The Bonferrroni assumes that tests are independent. However, often test results are strongly correlated (e.g. genes in the same pathway behave similarly) and the Bonferroni will be too conservative. However the permutation-resampling method still works in the presence of correlations.

In [105]:

ngenes = 100
ncases = 500
nctrls = 500
nsamples = ncases + nctrls

# use random number seed knwon to give a differnece
np.random.seed(52)
x = np.repeat(np.random.normal(0, 1, (1, nsamples)), ngenes, axis=0)

In [106]:

# In this extreme case, we measure the same gene 100 times
x[:5, :5]

Out[106]:

array([[ 0.519, -1.269,  0.24 , -0.804,  0.017],
       [ 0.519, -1.269,  0.24 , -0.804,  0.017],
       [ 0.519, -1.269,  0.24 , -0.804,  0.017],
       [ 0.519, -1.269,  0.24 , -0.804,  0.017],
       [ 0.519, -1.269,  0.24 , -0.804,  0.017]])

In [107]:

t, p0 = stats.ttest_ind(x[:, :ncases], x[:, ncases:], axis=1)
idx = p0 < 0.05
print('Minimum p-value', p0.min(), '# significant', idx.sum())

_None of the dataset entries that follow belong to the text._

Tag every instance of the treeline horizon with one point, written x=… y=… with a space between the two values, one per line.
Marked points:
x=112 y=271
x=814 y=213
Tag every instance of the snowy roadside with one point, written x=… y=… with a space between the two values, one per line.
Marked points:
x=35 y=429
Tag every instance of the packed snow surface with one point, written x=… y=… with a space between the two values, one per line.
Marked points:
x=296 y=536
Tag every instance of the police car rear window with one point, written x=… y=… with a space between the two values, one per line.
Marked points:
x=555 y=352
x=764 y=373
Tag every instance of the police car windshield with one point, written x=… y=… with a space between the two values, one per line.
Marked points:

Minimum p-value 0.0119317780363 # significant 100

Bonferroni tells us none of the adjusted p-values are significant, which we know is the wrong answer.

In [108]:

p1 = np.clip(len(p0) * p0, 0, 1)
idx = p1 < 0.05
print('Minimum p-value', p1.min(), '# significant', idx.sum())

Minimum p-value 1.0 # significant 0

This tells us that every gene is significant, which is the correct answer.

In [111]:

nperms = 10000

counts = np.zeros((nperms, k))
t, p0 = stats.ttest_ind(x[:, :ncases], x[:, ncases:], axis=1)
ranks = np.argsort(np.abs(t))[::-1]
for i in range(nperms):
    u = np.zeros(k)
    sidx = np.random.permutation(nsamples)
    y = x[:, sidx]
    tb, pb = stats.ttest_ind(y[:, :ncases], y[:, ncases:], axis=1)
    u[k-1] = np.abs(tb[ranks[k-1]])
    for j in range(k-2, -1, -1):
        u[j] = max(u[j+1], np.abs(tb[ranks[j]]))
    counts[i] = (u >= np.abs(t[ranks]))

p2 = np.sum(counts, axis=0)/nperms
for i in range(1, k):
    p2[i] = max(p2[i],p2[i-1])
idx = p2 < 0.05

print ('Minimum p-value', p2.min(), '# significant', idx.sum())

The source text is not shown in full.